32. Pintu Surgamu Bukan Beban

540 83 2
                                    

Serial BEST FRIENDS – 32. Pintu Surgamu Bukan Beban

Penulis : Uniessy

Dipublikasikan : 2019, 22 Maret

-::-

"Dan rendahkanlah dirimu terhadap mereka berdua dengan penuh kesayangan."

[ QS. Al Isra' (17) : 24 ]

-::-

Nora melambaikan tangannya begitu melihat Erika di depan sana. Kami berdua bergegas menghampiri Erika yang menunggu. Ini adalah hari Ahad jam sembilan pagi, dan kami berdua berada di satu rumah sakit dalam rangka menjenguk ayah dari Erika yang sedang dirawat sejak dua hari yang lalu.

"Assalamu'alaykum," sapaan Nora terdengar dan dibalas oleh Erika dengan sekenanya.

Aku maklum, karena wajahnya, Erika terlihat letih sekali. Mungkin tugas jaga malam yang baru saja dilaluinya membuatnya kurang tidur.

"Terima kasih kalian sudah mau datang," kata Erika seraya mengembuskan napas pelan.

"Jangan begitu, kami kan temanmu," sahut Nora.

Erika memang teman kami. Dia berada di kelas yang sama denganku dan Nora. Tapi usia kami berbeda. Dia berusia tiga puluh tahun meski sekelas dengan kami. Erika sudah menikah ketika dia berusia dua puluh tiga tahun. Sekarang sudah punya dua anak. Yang paling besar berusia empat tahun, dan yang paling kecil berusia setahun.

"Ini," kataku, "kami membawa sedikit untukmu menjaga beliau."

Aku menyodorkan kantung plastik berisi makanan dan minuman yang sengaja kami beli untuk Erika atau siapa pun yang menjaga ayahnya. Sebab ayahnya dikabarkan tidak sadarkan diri sejak masuk ke ruang ICU ini.

Sepengetahuanku, ayahnya menderita penyakit diabetes dengan angka gula darah yang tinggi. Nyaris tujuh ratus. Beliau pingsan dua hari yang lalu setelah mengonsumsi banyak sekali nasi, lantas dilarikan ke rumah sakit ini.

Kasihan sekali Erika, dia anak tunggal dan bukan berasal dari keluarga yang kaya. Ayahnya tinggal bersama keluarga kecilnya sebab sang ibu sudah lebih dulu tiada sekitar lima tahun yang lalu.

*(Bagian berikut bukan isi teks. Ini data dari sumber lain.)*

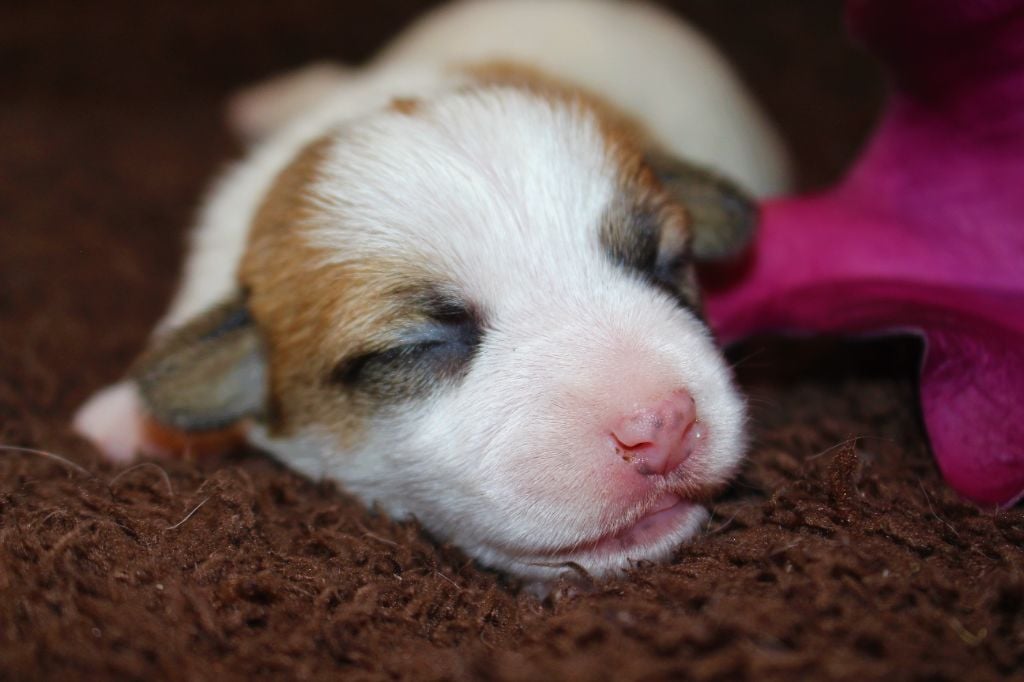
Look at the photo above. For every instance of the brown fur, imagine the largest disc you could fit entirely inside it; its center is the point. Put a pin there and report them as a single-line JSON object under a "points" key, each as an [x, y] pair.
{"points": [[407, 105], [312, 314], [630, 145]]}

"Terima kasih," kata Erika, "Sebenarnya tidak perlu repot-repot. Kalian datang saja, aku sudah senang."

"Tidak apa-apa," kata Nora. "Selagi ada rezeki."

"Iya, semangat ya, Erika!" tambahku.

"Oh iya, bagaimana keadaan ayahmu?" tanya Nora kemudian. "Ada kabar baik?"

"Dia sudah sadar, dan marah-marah padaku," kata Erika dengan raut sendu. Matanya terlihat nanar ketika melirik Nora. "Aku capek."

Nora mengelus pundaknya. Membiarkan Erika menangis di dekatnya.

"Sabar. Ini jalan untuk menggugurkan dosa beliau, dan meningkatkan amal ibadahmu."

Penjelasan Nora membuatku tertegun. Selalu takjub mendengar kalimatnya yang tenang dan menenangkan.

"Aku capek, Nora," keluh Erika, "aku berusaha merawatnya tapi dia hanya membalasku dengan kata-kata yang buruk. Dia menyebutku sebagai anak yang tidak pandai berterima kasih. Aku capek!"

"Tenanglah, Allah tidak tidur," ucap Nora.

"Iya, tapi tetanggaku juga mulutnya tidak tidur," keluh Erika lebih lanjut. "Mereka membicarakanku sebagai anak yang kurang ajar kepada ayahku. Hanya karena aku menasihati ayahku agar tidak makan nasi secara berlebih dan menyarankannya untuk jalan-jalan, bergerak agar kadar gula darahnya menurun. Aku bukan anak kurang ajar. Aku merawat ayahku sebisa yang aku mampu. Aku bukan anak kurang ajar!"